The subventricular zone (SVZ) is the largest germinal niche in the adult mammalian brain. In the SVZ niche two main cellular populations can be identified: the adult neural stem cells (NSCs) with self-renewal capacity and multi-lineage potency and the nondividing multiciliated ependymal cells. Ependymal cells carry multiple motile cilia which contribute to cerebrospinal fluid circulation, while they provide structural and functional support to the adult NSCs. Loss and dysfunction of the ependymal cells has been linked to the formation of hydrocephalus, a clinical entity defined as abnormal circulation/accumulation of cerebrospinal fluid in the brain ventricles, both in mice and humans.

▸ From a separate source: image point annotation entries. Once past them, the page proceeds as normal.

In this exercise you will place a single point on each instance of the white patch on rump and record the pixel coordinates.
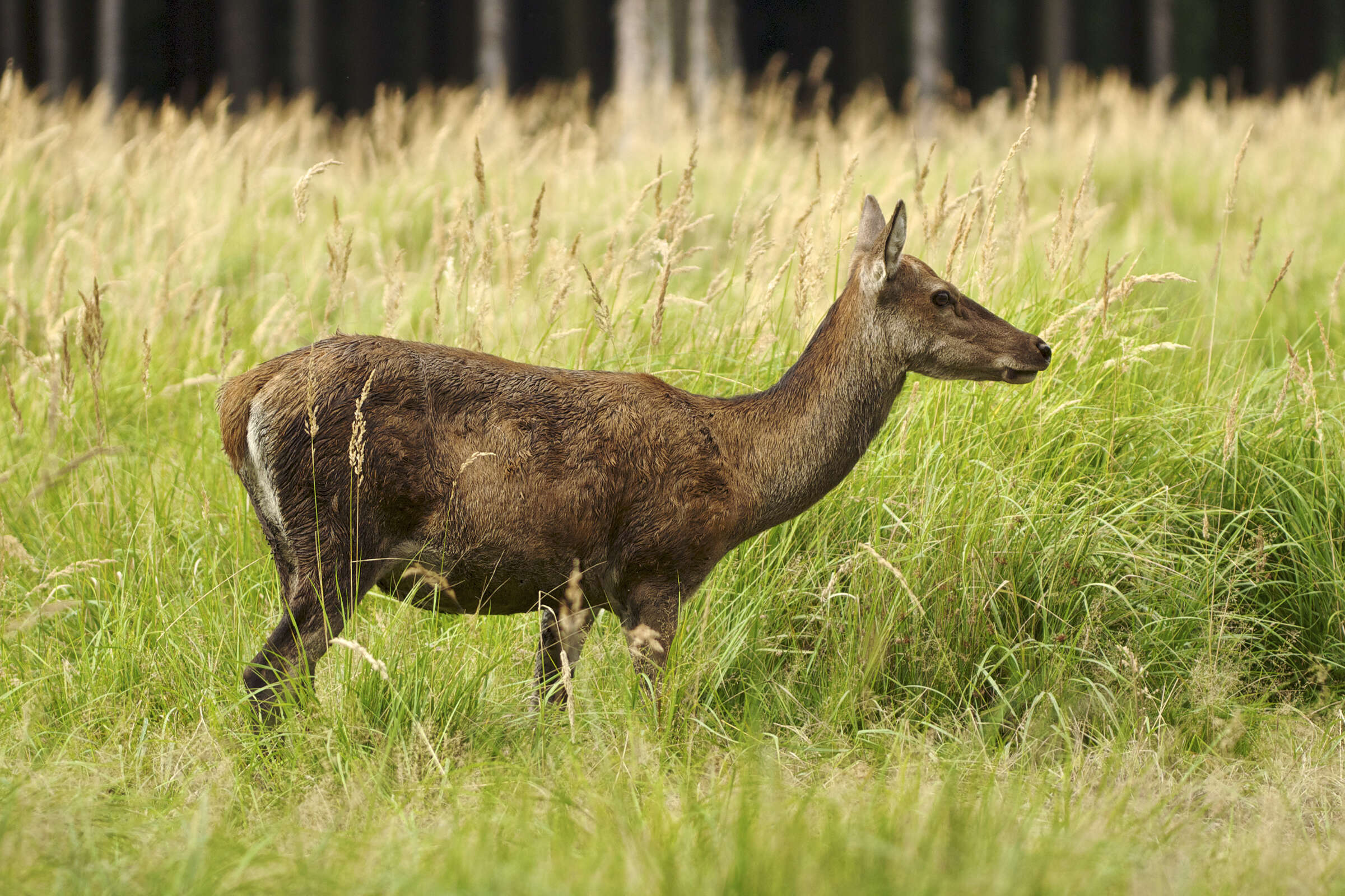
(260, 483)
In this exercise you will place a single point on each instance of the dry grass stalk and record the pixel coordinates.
(913, 402)
(1336, 292)
(311, 395)
(226, 334)
(302, 188)
(479, 170)
(896, 572)
(393, 286)
(357, 432)
(658, 188)
(145, 363)
(1310, 399)
(93, 346)
(31, 360)
(54, 290)
(1230, 432)
(1063, 242)
(339, 242)
(843, 192)
(356, 647)
(601, 314)
(922, 176)
(564, 279)
(45, 611)
(436, 582)
(14, 404)
(1283, 271)
(1231, 201)
(69, 467)
(12, 549)
(1251, 246)
(988, 237)
(1327, 348)
(533, 231)
(1231, 198)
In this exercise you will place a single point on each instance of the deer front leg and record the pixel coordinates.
(564, 631)
(650, 624)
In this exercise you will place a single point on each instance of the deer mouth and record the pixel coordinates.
(1017, 377)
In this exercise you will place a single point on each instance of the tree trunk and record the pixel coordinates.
(632, 50)
(1160, 39)
(575, 38)
(12, 34)
(927, 46)
(112, 48)
(700, 54)
(307, 46)
(55, 46)
(867, 38)
(661, 37)
(727, 39)
(492, 50)
(244, 54)
(1269, 30)
(366, 44)
(1058, 30)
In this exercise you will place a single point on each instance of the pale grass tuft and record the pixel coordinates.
(145, 363)
(71, 466)
(300, 192)
(1230, 435)
(339, 242)
(12, 549)
(14, 404)
(356, 452)
(887, 564)
(311, 395)
(1336, 292)
(393, 286)
(1231, 198)
(356, 647)
(479, 170)
(1137, 353)
(436, 582)
(601, 312)
(72, 570)
(1283, 271)
(31, 360)
(1327, 348)
(1251, 246)
(93, 346)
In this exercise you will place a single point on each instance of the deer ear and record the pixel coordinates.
(896, 239)
(871, 228)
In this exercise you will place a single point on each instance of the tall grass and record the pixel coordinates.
(1085, 634)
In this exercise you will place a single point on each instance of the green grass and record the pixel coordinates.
(1118, 662)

Our research focuses on understanding how neural stem cells’ fate choices are coordinated at the molecular level. We wish to identify the molecular pathways that govern differentiation of neural progenitor cells in the brain into distinct cellular types of the adult brain. Ultimately, by deciphering the mechanisms that are implicated in this process we will be able to understand how deregulation of these mechanisms leads to neurological disorders like hydrocephalus.
A novel mutation in GemC1 as a cause of hydrocephalus in humans. The absence of GemC1 leads to a neural stem cell-like fate at the expense of ependymal cells. GemC1 remodels the chromatin landscape of neural progenitor cells.